Around the Web
Bayou Renaissance Man posted a fascinating story about a unique British war hero. A homeless mutt called Rip was befriended by an Air Raid Precaution Warden. Rip became the unit’s mascot and then – on his own – developed a remarkable talent for locating people buried in bomb debris. Rip was the British Civil Defence’s first sniffer dog.
According to the Daily Mail:
In 12 months between 1940 and 1941, the plucky mutt combined all the inherited skills of uncertain parentage to rescue more than 100 victims of the Blitz from the air-raid ruins of London.
Then he carried on the good work for another four years until the end of the war.

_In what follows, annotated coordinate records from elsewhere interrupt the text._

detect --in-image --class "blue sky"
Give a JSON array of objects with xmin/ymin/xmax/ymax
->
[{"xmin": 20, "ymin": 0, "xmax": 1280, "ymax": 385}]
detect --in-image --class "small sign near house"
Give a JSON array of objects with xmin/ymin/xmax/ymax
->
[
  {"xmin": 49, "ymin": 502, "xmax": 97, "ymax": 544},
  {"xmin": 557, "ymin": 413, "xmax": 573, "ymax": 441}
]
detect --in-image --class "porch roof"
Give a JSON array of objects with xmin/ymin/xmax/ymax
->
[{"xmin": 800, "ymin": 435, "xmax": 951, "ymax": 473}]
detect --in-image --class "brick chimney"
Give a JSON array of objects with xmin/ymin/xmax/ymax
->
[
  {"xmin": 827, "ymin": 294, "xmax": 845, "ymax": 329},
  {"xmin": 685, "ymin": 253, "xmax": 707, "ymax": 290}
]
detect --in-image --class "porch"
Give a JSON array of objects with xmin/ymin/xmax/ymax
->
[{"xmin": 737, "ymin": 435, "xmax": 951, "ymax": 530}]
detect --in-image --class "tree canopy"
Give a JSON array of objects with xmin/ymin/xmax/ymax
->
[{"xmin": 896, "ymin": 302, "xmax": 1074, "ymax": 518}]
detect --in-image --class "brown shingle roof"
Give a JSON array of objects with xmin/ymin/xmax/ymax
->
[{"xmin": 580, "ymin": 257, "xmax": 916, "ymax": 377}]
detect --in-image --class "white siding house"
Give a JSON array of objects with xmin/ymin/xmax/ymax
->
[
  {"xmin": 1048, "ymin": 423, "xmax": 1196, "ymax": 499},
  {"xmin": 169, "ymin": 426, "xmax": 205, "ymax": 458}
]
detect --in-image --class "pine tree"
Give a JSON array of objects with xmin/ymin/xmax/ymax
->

But what made this tale of a shaggy dog so remarkable was that Rip was never trained for search and rescue – he simply attached himself to a Civil Defence team after being bombed out of his home. Then he mucked in as a sniffer dog solely because he enjoyed it.
His astonishing success rate earned him the rare honour of a PDSA Dickin Medal, the animal equivalent of a Victoria Cross.
Speaking of British air raids – check out the Keep Calm And Carry On image generator! One of my favorite posters (SRSLY – KCACO is a great motto for alldog owners) can now be customized to suit any occasion. Here’s the Audie version:
In training-related news, I recently came across this excellent article on the Cardinal Points Farm blog on “Fool-Proof Humane Animal Training”. Here’s a small bite – go read the rest:
Animal training is complicated. There’s no ‘one-size-fits-all’ training approach. Did I say complicated? Add to this a good dose of moral confusion (thanks to the media and some special interest groups). In the context of animal training, few terms are as emotionally charged as ‘punishment’ and ‘abuse’; and few terms are as misapplied (intentionally or otherwise) as ‘humane’ and ‘cruel’.